The mechanism of flame spreading over the surface of igniting condensed-phase materials

Abstract

This paper describes an experimental and theoretical investigation of the fundamental mechanism by which a flame spreads over the surface of a condensed-phase materials in a quiescent gaseous environment containing a component with which it can react chemically. It is postulated that the advancing flame vaporizes the surface material lying before it. As these vapors diffuse away from the surface, they undergo an exothermic reaction with the chemically active component in the gaseous environment, and ignite; thus, flame spreading is viewed as continuous diffusive, gas-phase ignition.

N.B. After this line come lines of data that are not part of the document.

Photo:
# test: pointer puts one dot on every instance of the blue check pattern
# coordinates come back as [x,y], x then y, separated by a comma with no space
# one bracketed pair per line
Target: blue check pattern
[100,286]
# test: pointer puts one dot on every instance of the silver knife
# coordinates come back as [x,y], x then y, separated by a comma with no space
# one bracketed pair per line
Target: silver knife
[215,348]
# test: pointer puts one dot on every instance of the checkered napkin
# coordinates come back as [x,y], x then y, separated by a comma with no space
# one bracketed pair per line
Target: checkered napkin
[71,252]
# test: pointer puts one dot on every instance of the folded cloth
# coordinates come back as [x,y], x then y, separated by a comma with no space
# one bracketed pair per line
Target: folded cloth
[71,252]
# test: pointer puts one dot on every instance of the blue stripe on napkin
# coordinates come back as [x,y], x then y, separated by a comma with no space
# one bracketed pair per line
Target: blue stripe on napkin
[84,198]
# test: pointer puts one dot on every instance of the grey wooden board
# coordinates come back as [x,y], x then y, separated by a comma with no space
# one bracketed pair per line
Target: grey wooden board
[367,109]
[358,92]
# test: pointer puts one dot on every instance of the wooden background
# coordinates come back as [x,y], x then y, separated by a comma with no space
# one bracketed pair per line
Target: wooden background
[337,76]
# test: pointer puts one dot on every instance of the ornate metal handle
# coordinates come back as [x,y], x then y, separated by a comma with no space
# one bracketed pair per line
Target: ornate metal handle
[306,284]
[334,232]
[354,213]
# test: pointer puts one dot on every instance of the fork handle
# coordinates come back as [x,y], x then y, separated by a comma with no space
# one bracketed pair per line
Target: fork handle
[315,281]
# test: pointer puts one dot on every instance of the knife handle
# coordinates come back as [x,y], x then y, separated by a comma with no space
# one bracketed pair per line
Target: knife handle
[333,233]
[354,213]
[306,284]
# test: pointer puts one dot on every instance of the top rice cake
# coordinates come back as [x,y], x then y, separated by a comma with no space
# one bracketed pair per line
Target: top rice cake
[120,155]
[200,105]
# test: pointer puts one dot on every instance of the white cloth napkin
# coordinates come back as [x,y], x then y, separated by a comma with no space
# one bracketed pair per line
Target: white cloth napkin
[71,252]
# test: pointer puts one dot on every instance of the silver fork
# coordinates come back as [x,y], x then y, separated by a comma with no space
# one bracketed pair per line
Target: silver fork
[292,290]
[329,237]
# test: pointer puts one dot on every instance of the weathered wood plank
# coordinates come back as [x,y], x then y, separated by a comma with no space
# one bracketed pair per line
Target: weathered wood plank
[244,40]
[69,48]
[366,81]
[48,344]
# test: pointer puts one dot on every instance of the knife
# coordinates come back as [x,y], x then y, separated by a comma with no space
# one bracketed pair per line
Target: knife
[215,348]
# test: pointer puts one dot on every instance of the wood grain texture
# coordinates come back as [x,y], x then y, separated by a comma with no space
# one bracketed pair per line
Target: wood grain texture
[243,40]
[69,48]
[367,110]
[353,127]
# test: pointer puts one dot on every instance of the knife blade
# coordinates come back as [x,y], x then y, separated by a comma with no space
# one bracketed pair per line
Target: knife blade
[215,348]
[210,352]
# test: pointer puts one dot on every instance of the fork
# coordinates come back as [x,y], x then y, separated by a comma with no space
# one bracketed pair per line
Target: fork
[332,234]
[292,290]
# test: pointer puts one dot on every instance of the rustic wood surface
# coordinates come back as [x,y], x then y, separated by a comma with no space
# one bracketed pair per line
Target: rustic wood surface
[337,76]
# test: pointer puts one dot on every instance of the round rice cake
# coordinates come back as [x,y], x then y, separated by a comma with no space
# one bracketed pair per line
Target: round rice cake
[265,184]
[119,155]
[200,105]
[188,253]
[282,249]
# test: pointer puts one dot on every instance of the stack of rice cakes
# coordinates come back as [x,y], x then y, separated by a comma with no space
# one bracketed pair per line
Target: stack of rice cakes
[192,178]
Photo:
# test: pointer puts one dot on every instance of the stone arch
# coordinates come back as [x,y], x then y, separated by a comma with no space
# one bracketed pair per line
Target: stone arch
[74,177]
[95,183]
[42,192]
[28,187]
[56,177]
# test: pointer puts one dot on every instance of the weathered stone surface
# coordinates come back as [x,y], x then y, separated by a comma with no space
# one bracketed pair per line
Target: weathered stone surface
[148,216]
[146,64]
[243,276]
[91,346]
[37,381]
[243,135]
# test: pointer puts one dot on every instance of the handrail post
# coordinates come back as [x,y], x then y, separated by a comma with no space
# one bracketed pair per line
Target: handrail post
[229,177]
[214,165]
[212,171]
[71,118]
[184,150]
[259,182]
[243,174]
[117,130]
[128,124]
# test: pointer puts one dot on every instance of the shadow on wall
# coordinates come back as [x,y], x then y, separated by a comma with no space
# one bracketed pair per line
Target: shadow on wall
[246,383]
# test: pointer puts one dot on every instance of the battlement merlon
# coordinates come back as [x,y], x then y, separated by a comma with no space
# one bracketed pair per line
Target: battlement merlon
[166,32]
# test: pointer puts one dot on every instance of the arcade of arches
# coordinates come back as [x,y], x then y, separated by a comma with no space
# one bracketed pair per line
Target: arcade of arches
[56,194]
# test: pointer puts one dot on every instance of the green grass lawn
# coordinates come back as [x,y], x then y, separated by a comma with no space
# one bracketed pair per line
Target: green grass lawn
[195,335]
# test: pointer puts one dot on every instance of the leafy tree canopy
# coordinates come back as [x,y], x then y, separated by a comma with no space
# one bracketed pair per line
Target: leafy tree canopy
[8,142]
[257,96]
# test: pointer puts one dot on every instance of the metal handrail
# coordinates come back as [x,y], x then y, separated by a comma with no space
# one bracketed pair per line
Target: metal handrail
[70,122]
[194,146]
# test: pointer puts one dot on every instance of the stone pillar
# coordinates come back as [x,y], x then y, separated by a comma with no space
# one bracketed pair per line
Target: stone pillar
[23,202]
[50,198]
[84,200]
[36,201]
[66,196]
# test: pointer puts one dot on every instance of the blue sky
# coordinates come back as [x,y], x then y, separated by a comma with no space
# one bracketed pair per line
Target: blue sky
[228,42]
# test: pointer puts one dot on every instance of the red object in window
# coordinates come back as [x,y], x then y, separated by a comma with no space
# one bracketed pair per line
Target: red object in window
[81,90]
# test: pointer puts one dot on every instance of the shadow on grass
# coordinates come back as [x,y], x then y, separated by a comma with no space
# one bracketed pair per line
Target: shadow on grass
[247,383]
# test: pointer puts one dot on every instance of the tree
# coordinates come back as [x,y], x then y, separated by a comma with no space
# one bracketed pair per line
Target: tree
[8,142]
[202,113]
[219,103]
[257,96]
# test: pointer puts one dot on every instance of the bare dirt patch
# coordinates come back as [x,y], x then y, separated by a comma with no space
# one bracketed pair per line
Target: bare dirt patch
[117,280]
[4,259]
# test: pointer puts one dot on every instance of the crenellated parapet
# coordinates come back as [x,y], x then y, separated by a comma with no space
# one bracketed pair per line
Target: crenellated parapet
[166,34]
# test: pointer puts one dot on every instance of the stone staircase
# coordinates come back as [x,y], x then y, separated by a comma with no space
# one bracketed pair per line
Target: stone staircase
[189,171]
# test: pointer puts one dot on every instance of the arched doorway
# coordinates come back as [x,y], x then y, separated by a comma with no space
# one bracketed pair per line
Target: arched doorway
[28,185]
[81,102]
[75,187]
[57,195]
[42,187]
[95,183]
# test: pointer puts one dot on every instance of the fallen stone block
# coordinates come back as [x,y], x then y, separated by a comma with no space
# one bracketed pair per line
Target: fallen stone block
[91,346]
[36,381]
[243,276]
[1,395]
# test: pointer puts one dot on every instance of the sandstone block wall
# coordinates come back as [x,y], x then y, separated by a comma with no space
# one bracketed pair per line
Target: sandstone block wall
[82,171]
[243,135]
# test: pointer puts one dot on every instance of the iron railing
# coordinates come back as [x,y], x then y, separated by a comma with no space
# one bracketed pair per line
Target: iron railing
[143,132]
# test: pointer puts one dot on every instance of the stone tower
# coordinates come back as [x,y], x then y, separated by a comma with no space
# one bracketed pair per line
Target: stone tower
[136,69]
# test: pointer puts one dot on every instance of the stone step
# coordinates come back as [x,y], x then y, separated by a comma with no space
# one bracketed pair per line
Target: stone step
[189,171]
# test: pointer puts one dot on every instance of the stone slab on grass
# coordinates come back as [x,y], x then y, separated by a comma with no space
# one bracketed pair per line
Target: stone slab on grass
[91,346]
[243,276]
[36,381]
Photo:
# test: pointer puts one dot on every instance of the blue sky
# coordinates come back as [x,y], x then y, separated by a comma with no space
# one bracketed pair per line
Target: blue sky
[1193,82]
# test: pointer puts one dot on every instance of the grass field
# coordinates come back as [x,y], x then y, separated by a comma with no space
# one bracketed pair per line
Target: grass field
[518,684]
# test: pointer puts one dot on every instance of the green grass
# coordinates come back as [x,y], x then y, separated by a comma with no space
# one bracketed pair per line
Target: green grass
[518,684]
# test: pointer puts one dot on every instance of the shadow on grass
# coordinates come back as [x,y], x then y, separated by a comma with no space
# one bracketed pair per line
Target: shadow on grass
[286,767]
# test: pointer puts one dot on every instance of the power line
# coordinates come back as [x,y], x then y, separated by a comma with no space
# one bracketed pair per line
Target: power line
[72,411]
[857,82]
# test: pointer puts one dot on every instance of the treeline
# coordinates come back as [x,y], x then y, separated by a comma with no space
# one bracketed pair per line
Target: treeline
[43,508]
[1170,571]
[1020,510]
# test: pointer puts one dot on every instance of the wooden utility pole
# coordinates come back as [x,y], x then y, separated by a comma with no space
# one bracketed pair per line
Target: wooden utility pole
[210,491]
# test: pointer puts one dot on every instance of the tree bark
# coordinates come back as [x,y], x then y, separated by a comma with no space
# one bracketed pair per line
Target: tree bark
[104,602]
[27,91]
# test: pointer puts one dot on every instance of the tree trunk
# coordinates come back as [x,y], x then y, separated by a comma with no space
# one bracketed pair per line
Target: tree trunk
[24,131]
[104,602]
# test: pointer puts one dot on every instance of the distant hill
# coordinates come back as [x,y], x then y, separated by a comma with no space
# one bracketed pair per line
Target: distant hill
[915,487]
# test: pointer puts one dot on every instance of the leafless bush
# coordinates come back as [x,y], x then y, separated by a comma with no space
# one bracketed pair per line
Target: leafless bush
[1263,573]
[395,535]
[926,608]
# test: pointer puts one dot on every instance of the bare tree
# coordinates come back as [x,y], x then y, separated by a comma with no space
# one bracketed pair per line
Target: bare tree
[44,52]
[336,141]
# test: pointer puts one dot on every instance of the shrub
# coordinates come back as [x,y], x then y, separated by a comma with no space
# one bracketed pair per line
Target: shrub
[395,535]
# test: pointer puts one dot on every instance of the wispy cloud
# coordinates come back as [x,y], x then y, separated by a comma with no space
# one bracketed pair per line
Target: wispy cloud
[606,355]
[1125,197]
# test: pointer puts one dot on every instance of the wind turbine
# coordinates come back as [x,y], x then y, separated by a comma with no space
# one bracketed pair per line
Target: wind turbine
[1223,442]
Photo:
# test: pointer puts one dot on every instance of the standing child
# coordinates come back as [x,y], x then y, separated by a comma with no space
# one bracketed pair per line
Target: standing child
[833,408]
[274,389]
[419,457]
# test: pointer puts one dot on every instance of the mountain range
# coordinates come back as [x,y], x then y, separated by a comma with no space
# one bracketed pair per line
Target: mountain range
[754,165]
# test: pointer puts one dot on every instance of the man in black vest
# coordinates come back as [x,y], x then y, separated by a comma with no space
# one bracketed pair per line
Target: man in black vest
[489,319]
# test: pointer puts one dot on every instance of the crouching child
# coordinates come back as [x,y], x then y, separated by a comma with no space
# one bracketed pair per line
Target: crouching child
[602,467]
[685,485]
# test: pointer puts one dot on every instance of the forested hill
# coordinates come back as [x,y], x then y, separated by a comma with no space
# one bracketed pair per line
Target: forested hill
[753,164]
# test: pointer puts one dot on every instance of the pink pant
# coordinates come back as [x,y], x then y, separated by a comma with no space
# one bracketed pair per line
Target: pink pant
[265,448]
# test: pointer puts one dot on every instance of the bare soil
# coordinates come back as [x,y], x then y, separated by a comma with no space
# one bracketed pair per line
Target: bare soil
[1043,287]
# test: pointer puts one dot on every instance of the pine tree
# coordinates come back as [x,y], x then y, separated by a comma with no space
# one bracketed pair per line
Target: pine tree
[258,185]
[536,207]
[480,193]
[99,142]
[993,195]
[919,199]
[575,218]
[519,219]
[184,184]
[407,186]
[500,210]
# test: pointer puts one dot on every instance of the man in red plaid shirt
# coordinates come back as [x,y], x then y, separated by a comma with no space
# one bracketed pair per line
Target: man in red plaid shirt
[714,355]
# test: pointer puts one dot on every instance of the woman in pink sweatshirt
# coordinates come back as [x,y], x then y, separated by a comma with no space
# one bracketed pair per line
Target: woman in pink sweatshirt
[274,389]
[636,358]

Flame-spreading velocities have been measured for a variety of solid materials in O2/inert environments between 4 and 415 psia. Well-defined experimental, conditions yielded reproducible results, and thus suggest that flame-spreading, velocity is an intrinsic combustion quantity. All data can be correlated by a power-law relationship between the flame-spreading velocity (V) and two gas-phase parameters-pressure (P) and reactive component mole fraction (Yox)—in the form V ∞ ( P Y m ) Φ . It is concluded that V is controlled by a gas-phase physical process—probably either heat or mass transfer—which supports the mechanism proposed. Temperature distributions ahead of the propagating flame were obtained from surface-mounted, fine-wire thermocouples. The temperature level as the flame passes over the thermo-couple bead is independent of P, Yox, and inert diluent, and about 120°C below that measured previously during steady-state vaporization. Thus, it is concluded that direct surface attack by oxygen is unimportant during flame spreading and that the transient vaporization phenomenon is probably quite different than that of steady pyrolysis. The mathematical statement of the postulated flame-spreading mechanism is sufficiently complex that a complete analytical solution is currently impossible. Postponing numerical solutions, simplistic analyses were conducted that resulted in predicted flame-spreading characteristics that were well supported by the data obtained over the entire range of experimentation. Based on the evidence presented, the authors conclude that the postulated theory is probably valid, and engineering design of systems involving flame-spread control now can be put on a rational basis.